A Positive Trend Towards Water Efficiency In Singapore

Have you ever felt guilty about regularly flushing your toilets thinking that it’s consuming more water than necessary? A lot of articles have been written about the environmental impacts of our flushing habit. However, a recent study in Singapore revealed that showering is actually the top water-consuming activity for residential places, while flushing comes second. Among other high-water demand activities include doing the laundry and washing the dishes. This is revealed by a study released by PUB in early 2018, which they also continue to update year after year.

Fortunately, though, another significant finding from the same study is that most households are now shifting to more water-efficient household products. This was particularly observed among showerheads installed in residences, which are now configured to the most efficient flow-rate.
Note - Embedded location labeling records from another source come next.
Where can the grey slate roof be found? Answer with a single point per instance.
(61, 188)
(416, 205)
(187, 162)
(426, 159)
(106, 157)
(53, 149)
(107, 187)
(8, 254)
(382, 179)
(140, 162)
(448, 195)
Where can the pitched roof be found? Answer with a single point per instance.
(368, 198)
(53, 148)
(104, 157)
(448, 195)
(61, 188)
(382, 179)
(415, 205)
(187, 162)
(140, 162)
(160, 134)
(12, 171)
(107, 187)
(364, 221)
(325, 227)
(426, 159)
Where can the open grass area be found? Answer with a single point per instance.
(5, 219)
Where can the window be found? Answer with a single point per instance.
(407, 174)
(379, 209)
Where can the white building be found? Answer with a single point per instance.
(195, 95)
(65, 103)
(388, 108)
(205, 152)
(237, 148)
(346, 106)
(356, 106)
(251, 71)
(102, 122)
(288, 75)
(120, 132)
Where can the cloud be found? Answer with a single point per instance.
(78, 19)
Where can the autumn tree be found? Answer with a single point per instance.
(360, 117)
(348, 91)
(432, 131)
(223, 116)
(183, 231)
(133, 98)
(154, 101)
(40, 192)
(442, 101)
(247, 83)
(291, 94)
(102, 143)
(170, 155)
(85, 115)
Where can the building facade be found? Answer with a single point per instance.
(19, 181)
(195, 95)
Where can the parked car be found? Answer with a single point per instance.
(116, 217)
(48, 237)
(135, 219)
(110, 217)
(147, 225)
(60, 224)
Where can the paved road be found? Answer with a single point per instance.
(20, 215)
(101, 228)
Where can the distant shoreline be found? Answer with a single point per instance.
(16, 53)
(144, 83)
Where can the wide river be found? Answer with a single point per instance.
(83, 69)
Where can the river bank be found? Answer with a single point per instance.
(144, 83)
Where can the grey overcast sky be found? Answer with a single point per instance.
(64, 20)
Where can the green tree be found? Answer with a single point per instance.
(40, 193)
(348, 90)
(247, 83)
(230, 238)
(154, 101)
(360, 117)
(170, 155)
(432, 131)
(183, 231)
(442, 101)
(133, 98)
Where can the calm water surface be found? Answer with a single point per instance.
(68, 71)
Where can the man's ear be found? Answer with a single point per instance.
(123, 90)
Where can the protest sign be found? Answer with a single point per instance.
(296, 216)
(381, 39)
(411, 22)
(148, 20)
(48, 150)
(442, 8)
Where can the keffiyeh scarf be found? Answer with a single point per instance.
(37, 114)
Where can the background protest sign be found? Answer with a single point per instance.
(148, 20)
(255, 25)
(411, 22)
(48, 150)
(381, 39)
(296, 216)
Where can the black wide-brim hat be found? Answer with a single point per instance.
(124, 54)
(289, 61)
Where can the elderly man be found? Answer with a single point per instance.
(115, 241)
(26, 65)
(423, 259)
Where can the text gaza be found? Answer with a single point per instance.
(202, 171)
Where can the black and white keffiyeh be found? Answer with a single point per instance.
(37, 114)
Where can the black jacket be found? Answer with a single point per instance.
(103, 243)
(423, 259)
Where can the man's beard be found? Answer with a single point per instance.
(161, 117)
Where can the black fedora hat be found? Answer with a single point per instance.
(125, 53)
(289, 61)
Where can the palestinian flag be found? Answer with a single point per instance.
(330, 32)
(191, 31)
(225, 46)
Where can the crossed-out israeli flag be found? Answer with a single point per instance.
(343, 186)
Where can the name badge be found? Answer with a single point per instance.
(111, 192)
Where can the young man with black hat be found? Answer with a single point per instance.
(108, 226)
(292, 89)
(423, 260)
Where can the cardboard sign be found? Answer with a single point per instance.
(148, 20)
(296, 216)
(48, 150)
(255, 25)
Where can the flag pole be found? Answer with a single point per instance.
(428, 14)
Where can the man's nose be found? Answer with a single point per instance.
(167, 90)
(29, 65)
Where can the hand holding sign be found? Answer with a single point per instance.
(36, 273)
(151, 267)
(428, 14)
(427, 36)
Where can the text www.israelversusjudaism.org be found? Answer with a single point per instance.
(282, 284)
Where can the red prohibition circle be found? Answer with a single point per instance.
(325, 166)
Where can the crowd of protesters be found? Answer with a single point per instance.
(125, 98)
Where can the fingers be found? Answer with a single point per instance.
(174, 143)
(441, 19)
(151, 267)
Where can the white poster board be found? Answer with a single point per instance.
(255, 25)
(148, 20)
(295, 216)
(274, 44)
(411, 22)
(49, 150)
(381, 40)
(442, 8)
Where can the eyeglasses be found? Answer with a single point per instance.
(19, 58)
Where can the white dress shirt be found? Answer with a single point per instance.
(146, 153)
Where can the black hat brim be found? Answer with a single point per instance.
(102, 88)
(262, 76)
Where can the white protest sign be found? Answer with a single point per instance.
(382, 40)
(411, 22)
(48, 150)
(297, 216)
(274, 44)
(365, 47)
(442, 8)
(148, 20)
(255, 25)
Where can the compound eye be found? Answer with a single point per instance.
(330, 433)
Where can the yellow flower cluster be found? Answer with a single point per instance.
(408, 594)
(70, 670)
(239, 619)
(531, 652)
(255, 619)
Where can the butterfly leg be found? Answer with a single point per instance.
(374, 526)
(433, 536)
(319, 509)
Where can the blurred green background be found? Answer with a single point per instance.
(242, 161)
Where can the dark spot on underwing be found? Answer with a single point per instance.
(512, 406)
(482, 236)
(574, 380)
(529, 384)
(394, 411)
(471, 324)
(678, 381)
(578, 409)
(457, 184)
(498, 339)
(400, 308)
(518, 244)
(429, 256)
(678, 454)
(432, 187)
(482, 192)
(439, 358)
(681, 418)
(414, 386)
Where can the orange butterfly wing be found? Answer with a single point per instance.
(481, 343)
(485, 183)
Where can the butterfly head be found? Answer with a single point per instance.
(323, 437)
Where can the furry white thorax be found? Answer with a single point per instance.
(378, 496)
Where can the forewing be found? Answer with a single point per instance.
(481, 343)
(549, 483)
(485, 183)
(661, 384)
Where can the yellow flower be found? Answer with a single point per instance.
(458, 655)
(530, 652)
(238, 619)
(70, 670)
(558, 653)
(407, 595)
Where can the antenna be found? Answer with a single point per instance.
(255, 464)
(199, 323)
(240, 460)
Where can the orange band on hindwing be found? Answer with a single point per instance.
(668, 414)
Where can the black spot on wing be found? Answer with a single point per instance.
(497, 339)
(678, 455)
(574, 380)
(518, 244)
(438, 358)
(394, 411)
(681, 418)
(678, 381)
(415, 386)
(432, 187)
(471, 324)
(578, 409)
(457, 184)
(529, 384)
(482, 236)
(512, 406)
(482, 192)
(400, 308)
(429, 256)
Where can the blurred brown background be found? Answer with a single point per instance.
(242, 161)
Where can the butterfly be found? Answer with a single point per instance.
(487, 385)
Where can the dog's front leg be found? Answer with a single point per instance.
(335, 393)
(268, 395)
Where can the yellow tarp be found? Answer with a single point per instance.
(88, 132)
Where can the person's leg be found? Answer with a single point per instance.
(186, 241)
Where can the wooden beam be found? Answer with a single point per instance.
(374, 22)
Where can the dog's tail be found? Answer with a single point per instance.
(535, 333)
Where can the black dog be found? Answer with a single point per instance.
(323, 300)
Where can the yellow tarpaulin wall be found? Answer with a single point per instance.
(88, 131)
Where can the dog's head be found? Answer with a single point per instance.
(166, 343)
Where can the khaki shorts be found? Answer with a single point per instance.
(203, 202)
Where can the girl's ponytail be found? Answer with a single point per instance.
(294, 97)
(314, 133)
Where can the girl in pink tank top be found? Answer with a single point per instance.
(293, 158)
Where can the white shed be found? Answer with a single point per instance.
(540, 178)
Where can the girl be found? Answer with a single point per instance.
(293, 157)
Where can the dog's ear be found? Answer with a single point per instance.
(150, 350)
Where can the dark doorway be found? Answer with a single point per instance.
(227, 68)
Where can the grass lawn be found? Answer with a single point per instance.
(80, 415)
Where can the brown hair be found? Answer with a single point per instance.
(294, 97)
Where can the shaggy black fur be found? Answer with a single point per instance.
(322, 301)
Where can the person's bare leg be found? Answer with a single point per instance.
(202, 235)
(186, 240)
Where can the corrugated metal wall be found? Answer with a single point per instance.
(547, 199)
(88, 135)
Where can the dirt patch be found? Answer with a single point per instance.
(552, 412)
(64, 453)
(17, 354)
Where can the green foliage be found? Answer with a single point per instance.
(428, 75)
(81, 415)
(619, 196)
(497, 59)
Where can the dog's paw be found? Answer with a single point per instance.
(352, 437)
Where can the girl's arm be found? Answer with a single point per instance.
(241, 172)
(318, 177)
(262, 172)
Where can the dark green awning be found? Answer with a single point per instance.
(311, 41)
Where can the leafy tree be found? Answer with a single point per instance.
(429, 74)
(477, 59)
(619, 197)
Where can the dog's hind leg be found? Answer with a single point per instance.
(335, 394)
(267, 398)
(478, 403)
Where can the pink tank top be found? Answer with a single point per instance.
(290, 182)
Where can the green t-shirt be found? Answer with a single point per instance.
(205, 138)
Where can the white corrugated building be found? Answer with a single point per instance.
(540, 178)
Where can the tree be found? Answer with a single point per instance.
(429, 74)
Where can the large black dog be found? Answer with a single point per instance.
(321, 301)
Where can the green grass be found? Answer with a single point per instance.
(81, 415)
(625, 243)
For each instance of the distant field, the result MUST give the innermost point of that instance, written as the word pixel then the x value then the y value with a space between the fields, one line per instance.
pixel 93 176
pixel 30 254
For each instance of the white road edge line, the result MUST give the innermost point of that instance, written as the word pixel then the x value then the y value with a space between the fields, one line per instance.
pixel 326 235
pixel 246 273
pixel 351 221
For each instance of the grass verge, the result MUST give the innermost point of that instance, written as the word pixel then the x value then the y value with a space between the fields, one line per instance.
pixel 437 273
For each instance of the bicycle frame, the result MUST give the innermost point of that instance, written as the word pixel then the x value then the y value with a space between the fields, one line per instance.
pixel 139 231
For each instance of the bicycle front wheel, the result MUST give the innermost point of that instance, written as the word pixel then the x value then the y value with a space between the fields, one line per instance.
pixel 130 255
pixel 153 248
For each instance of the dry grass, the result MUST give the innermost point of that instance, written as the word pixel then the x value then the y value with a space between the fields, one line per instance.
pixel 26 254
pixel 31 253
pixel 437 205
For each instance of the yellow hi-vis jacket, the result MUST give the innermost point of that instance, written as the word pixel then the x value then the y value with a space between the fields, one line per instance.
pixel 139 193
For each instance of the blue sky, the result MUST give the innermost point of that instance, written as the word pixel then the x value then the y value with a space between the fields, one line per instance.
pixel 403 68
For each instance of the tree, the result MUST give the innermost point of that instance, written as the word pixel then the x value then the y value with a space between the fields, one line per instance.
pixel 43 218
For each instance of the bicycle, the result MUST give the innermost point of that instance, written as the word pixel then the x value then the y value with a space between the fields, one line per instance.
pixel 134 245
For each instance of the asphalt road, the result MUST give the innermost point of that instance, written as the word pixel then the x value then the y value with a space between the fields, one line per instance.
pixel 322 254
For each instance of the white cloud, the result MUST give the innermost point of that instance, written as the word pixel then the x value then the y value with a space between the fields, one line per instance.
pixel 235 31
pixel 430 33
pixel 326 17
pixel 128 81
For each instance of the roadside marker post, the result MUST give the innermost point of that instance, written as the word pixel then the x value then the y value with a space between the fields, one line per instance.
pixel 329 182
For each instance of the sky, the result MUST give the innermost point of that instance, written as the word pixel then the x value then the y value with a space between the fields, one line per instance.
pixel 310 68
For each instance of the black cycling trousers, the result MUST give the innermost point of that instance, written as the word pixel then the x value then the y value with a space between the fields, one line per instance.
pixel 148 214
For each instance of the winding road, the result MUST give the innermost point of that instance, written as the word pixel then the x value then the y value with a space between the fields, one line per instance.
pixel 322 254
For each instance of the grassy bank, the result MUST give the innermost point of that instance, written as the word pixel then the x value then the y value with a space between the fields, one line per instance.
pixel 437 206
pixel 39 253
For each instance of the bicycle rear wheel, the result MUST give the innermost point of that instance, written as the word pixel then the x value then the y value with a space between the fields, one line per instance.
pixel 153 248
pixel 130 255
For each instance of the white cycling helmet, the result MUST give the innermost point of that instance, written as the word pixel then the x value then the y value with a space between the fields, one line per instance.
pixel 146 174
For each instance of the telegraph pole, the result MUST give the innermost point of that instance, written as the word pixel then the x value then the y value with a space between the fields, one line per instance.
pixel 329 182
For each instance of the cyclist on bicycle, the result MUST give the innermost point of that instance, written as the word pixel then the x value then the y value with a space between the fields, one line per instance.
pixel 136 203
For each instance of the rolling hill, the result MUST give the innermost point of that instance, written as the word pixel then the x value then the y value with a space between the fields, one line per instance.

The same positive trend is likewise observed for other appliances and plumbing systems including faucets, water fittings, dishwashers, and washing machines.

As early as 2009, the water agency of Singapore has required all suppliers in Singapore to indicate water efficiency ratings of their products under the Mandatory Water Efficiency Labelling Scheme or MWELS. This is aimed to raise awareness for consumers to be more conscious with the water-efficiency of the household products that they are buying. Singapore has likewise witnessed influx of water-efficient fittings, as well as an appliance in recent years, which officials also attribute to the increasing public awareness regarding this concern.

Way Forward

While there has been significant progress in terms of public awareness, PUB is now more concerned about behaviour change among consumers. The agency recognises that no matter how many water-efficient products enter the market, the decision to be more responsible with water usage remains as an individual choice – and it is these different choices that PUB as an agency encounters challenges. This, especially given the accompanying study of high shower usage of Singapore households. Basically, no matter the adjustment in the flow-rate of the showerhead, without a conscious effort to make shower time faster and more efficient, it will still not have a significant impact on the water conserved.

Among the efforts currently being undertaken by the agency are a series of awareness campaigns. A program called Water Closet Replacement Project was also launched by the agency, replacing old water closets for houses with more efficient ones for free. As monitored, a household shifting to this water closet can reduce their usual water consumption up to ten per cent.

Finally, there is also an effort to ensure that new developments, and even those pre-existing ones but are undergoing renovations to have 2-tick water fittings installed. If you belong to this group, make sure to talk with your resident plumber ahead before the old inefficient water fittings get phased out.

These are just some of the concrete efforts that the agency and the rest of the government have been advocating to make conservation a mainstream effort among all households. Most plumbers in Singapore are also well-oriented about these water-efficiency regulations of PUB.